Professionals sell by telling stories about clients they have worked with. Through these stories they make more tangible the value of their services. In earlier entries I have discussed some specific kinds of anecdotes (Sadder-but-Wiser and Watch-Your-Step anecdotes). This entry will address two closely related issues of their composition, their length and their truthfulness.
They are related because when you shorten an anecdote you inevitably have to leave out important facts, resulting in a distortion of the truth. By definition, anecdotes are short, meaning that if one gets too long, it ceases to be an anecdote. I have worked with hundreds of professionals, helping them construct anecdotes from the experiences of their clients and have always been able to bring them down to a tight six sentences. Sometimes, they should be preceded by a statement that highlights their significance (“Confidentiality is critical in matters of this kind. An owner of a florist shop didn’t realize this and . . .) in which case they might stretch to seven.
Of course, I am not the final arbiter of anecdote length. (That, I think, is done by the Anecdote Certification Board in Brussels.) And it doesn’t much matter if one runs on into an eighth sentence. But surely there is no such thing as a twenty-sentence anecdote.
Let’s assume for the moment that the ACB in Brussels officially draws the line at seven sentences. Now we must face the dilemma: We must distill a problem that took a client five years of mismanagement to get into and eighteen months of our work to extricate them from down to a mere seven sentences. And we must be truthful. The ACB insists on the truth. It is absolutely nuts about the truth. What are we to do?
My solution to this problem is to do my best to meet this standard: If the client were sitting there with me when I told the anecdote and were asked if it were true, she would say yes, that it is essentially true, though it’s a simplification.
Of course, I am not the arbiter for standards of truth in anecdotes, either. And the ACB, while good at counting sentences, is notoriously ineffective at discerning the truth. So, you can probably put as much hokum into your anecdote as you like and no one will know. But this is the standard I use, and I sleep well at night.

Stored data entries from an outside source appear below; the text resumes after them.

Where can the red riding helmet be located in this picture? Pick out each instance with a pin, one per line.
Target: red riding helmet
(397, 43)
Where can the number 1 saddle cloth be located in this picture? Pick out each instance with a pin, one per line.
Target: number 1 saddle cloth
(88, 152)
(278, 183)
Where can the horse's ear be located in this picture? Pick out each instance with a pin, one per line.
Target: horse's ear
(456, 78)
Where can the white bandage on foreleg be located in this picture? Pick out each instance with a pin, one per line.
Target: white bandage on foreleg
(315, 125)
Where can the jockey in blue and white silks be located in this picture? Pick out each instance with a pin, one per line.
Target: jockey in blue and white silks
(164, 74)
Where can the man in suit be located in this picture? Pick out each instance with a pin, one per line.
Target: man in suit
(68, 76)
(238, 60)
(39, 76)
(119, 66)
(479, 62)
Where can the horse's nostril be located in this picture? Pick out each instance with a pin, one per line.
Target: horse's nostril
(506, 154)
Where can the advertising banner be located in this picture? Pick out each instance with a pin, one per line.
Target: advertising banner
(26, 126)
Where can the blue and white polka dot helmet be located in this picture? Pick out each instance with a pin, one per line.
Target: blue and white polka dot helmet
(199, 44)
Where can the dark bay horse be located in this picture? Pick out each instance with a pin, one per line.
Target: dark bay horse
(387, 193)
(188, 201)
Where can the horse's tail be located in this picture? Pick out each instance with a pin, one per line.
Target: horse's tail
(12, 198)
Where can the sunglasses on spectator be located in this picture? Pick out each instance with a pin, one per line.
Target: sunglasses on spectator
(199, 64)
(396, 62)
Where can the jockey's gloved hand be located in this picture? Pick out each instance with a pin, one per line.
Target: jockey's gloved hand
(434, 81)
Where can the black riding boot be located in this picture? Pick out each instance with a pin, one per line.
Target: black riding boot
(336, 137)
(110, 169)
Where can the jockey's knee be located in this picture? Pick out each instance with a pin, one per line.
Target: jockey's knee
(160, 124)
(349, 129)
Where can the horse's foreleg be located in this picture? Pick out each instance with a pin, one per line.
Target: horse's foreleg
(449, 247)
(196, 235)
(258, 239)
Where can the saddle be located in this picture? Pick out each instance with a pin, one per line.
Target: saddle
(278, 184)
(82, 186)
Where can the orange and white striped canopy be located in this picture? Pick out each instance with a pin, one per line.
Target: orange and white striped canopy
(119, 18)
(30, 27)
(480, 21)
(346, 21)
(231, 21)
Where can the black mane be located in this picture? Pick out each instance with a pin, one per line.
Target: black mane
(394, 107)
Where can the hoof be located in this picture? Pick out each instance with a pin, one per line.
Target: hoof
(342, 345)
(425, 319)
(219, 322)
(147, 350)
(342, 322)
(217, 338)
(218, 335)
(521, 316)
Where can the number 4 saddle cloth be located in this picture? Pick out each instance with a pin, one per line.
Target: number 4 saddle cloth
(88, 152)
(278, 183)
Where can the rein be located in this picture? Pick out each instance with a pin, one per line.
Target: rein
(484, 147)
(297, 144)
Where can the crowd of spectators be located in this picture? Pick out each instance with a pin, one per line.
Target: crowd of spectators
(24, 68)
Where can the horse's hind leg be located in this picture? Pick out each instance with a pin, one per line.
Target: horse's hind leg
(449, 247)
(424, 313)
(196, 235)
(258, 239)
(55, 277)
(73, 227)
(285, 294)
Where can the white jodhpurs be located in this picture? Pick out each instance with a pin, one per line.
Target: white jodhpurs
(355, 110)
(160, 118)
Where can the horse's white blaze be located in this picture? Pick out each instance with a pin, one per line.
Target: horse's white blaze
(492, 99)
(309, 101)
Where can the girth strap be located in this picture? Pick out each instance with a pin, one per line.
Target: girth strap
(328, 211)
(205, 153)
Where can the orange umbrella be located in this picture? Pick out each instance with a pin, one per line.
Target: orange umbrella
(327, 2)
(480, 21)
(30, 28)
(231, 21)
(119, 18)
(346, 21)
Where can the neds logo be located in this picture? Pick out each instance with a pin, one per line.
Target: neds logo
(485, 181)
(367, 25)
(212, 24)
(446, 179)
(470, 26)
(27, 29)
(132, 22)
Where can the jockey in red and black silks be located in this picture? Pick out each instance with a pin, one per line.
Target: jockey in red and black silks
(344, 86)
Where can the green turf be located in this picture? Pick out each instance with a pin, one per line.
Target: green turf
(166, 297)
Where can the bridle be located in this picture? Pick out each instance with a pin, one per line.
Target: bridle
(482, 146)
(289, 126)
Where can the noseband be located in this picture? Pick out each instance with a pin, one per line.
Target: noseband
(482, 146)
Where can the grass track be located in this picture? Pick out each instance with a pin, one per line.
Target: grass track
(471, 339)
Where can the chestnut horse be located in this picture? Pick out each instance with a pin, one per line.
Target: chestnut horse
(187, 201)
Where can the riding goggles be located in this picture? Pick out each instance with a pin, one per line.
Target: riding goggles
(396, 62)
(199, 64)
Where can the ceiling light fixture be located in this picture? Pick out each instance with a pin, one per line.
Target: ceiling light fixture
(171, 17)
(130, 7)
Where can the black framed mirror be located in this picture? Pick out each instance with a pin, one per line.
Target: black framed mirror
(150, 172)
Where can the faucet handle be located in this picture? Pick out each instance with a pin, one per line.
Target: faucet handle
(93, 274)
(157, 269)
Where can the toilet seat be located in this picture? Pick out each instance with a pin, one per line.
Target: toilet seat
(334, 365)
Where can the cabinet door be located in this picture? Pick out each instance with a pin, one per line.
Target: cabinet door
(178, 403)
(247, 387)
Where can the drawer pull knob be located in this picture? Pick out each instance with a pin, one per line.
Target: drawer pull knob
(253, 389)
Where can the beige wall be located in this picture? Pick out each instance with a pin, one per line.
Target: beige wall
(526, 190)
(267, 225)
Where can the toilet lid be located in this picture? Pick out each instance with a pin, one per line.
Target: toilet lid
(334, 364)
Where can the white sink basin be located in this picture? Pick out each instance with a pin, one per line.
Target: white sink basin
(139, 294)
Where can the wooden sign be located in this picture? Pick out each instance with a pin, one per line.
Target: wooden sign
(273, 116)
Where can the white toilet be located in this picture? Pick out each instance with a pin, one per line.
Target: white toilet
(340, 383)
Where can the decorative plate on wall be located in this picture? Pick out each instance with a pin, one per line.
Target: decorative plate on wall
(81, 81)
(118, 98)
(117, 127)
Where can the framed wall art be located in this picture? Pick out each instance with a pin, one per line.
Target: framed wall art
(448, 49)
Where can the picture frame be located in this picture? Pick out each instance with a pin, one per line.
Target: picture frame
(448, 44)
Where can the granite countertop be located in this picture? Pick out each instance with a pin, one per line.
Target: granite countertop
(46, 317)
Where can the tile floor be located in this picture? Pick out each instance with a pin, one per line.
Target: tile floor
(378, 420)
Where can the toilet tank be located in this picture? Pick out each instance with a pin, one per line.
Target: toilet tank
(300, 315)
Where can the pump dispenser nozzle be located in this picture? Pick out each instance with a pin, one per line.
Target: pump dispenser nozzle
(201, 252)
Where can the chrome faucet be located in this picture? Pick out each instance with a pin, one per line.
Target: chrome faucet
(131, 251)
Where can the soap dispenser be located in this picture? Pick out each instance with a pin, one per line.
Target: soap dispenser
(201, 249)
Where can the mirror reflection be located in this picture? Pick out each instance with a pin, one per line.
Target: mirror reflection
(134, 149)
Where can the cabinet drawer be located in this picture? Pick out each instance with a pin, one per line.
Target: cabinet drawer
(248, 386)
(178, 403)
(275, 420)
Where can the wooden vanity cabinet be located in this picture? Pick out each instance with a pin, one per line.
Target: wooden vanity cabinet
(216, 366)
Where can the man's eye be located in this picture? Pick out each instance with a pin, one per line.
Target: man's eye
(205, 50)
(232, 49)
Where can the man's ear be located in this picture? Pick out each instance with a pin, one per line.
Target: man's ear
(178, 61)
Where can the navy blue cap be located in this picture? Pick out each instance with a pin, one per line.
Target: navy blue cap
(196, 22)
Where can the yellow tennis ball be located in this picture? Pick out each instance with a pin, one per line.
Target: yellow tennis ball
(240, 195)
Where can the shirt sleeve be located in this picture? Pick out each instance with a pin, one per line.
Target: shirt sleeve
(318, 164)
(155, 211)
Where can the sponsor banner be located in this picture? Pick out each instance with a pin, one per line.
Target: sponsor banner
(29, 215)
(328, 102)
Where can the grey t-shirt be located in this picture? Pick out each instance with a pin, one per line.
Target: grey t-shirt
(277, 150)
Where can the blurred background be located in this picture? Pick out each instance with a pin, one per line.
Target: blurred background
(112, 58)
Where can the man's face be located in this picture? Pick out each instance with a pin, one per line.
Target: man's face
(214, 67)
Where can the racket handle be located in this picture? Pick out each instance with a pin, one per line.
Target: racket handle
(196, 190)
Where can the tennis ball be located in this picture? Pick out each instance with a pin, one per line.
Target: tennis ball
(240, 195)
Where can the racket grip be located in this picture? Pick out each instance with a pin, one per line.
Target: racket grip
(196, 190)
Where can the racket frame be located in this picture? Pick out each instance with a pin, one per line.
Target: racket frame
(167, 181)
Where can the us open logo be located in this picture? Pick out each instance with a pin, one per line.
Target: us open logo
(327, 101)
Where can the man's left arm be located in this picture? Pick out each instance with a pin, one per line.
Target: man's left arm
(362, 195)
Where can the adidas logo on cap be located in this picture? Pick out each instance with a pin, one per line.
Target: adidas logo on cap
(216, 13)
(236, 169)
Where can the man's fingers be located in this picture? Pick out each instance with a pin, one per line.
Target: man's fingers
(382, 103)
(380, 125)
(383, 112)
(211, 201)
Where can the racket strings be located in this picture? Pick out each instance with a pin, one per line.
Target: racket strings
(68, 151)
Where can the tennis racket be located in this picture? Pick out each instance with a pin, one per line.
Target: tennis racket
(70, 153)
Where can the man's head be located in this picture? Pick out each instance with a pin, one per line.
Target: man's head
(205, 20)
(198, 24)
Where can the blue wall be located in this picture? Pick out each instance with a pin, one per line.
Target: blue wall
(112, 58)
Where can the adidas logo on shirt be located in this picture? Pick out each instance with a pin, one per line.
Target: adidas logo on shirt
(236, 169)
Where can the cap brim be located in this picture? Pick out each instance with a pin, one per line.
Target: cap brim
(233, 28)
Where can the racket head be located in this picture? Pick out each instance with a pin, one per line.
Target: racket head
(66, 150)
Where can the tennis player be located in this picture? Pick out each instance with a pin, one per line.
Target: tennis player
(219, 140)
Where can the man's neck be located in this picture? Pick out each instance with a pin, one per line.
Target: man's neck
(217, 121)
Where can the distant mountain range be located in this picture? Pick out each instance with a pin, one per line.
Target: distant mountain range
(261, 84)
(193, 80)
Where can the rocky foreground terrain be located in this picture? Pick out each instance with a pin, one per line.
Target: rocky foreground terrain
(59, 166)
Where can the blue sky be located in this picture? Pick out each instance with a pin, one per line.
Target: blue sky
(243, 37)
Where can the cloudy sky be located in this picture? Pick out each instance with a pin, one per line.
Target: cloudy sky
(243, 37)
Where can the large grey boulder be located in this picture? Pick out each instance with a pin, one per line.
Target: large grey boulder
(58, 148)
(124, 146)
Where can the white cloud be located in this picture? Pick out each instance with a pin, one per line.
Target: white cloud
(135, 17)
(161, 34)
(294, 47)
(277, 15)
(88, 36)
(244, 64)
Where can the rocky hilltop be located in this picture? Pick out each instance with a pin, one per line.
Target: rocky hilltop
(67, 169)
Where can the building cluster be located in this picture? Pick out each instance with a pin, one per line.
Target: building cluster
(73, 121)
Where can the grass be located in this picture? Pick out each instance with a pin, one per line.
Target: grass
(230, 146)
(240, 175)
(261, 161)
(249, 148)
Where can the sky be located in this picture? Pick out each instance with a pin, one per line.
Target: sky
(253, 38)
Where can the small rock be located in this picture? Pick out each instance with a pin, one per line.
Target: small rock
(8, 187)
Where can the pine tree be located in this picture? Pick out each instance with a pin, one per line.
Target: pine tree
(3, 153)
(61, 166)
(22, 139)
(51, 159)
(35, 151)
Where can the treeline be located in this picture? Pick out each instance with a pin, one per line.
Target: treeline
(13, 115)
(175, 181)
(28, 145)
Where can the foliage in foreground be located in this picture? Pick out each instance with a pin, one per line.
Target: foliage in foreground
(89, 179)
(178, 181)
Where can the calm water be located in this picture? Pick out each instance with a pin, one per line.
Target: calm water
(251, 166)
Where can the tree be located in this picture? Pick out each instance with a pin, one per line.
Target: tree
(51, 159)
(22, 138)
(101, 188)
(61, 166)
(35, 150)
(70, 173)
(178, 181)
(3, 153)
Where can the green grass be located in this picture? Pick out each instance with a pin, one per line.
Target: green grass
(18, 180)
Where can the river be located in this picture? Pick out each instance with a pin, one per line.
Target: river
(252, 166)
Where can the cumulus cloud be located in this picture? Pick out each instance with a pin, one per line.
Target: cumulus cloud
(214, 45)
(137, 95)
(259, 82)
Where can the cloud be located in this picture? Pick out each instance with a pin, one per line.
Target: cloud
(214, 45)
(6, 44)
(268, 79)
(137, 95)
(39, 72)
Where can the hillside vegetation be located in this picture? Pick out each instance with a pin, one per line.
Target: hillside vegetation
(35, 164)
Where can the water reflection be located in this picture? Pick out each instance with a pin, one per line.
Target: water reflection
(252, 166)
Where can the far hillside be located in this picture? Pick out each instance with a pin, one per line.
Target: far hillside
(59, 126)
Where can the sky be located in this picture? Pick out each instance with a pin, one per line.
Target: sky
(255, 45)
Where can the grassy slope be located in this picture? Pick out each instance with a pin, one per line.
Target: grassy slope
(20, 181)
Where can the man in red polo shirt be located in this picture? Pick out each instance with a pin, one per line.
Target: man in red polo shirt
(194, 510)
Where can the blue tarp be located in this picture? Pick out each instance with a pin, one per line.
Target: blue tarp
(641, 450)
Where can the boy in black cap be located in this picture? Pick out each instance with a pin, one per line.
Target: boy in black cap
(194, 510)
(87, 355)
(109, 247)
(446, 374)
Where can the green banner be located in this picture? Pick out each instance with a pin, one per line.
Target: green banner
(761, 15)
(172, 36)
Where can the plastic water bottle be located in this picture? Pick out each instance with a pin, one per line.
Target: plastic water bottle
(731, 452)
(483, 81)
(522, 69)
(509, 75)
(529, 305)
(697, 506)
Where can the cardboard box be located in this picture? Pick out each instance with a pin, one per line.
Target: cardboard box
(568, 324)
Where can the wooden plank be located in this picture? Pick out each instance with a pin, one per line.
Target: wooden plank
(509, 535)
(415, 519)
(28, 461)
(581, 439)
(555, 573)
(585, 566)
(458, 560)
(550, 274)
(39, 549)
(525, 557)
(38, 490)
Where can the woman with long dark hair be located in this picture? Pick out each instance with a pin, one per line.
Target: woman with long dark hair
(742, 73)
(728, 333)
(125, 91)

Coincidently, this week blogger Skellie also posted an article on anecdote length. In his case they are for use in blog postings. It’s well worth a look at http://www.skelliewag.org/mastering-the-anecdote-39.htm#comment-3324

November 25th, 2007 at 7:49 am
Good storytelling is perhaps the most memorable and effective ways of communicating. An anecdote is a very short story - even shorter than a parable - and should therefore limit itself to illustrating a single concise point.
I don’t think you need to “distill a problem that took a client five years of mismanagement to get into and eighteen months of our work to extricate them from down to a mere seven sentences”. All you have to do is to find one searing aspect of their mismanagement that you are choosing to illuminate to the listener.